Performance enhancement of planar silicon solar cells through utilization of two luminescent down-shifting Eu-doped phosphor species

Abstract

In this study, the substantial performance enhancement of crystalline silicon (C-Si) solar cells through the combined utilization of two luminescent down-shifting europium (Eu)-doped phosphor species in the silicate (SiO2) layer was experimentally demonstrated. The combination of emission wavelengths of 512nm and 550nm, of 512nm and 610nm, and of 550nm and 610nm from the two Eu-doped phosphor species, respectively, was proposed to achieve a broad band luminescent emission as well as a higher conversion efficiency.
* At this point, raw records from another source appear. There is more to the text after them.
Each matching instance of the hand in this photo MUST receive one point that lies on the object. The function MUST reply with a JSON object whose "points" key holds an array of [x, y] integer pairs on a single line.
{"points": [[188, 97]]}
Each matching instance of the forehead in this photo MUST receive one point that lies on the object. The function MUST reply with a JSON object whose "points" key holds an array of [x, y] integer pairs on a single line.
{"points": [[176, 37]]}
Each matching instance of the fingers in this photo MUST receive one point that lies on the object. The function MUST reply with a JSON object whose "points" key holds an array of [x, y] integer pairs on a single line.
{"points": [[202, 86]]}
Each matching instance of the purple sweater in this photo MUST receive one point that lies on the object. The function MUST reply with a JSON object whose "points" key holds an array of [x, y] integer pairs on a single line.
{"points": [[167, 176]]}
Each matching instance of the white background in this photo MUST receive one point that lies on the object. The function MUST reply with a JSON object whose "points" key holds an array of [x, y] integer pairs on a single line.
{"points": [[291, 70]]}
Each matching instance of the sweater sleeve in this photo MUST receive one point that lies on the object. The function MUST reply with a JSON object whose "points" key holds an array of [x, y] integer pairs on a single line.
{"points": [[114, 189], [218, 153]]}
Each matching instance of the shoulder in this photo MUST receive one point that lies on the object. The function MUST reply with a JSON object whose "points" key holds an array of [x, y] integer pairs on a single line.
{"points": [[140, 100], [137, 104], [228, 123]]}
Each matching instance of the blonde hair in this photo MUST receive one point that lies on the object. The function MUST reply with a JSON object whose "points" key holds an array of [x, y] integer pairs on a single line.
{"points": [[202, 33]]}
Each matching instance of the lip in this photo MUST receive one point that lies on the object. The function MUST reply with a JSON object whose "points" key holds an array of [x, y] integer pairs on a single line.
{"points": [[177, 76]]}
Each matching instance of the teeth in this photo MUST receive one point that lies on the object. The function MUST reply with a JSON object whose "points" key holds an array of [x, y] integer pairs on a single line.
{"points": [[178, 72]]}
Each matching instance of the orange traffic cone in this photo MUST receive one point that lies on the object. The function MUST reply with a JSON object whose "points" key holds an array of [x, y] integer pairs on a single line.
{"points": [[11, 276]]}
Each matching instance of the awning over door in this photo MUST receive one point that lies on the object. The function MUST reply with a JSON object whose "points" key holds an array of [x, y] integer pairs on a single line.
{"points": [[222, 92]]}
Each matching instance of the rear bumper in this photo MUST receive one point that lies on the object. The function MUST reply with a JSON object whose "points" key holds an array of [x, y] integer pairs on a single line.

The surface morphologies and optical properties of the 3-wt.% Eu-doped phosphor species mixed with SiO2 solution coated on C-Si solar cells via a spin-on film technique were characterized by scanning electron microscopy, photoluminescence, optical reflectance, external quantum efficiency, and photovoltaic current density–voltage measurements under one sun AM 1.5G illumination. The short-circuit current density enhancement (ΔJsc) of the Si solar cells with Eu-doped phosphor particles on a SiO2 layer was 4–9% higher than that of cells with only a SiO2 layer. A ΔJsc of 19.85% and a conversion efficiency enhancement of 15.97% for the cells with the combination of two Eu-doped phosphor species with emission wavelengths of 512nm and 610nm were obtained due to broad band luminescent emission and forward light scattering.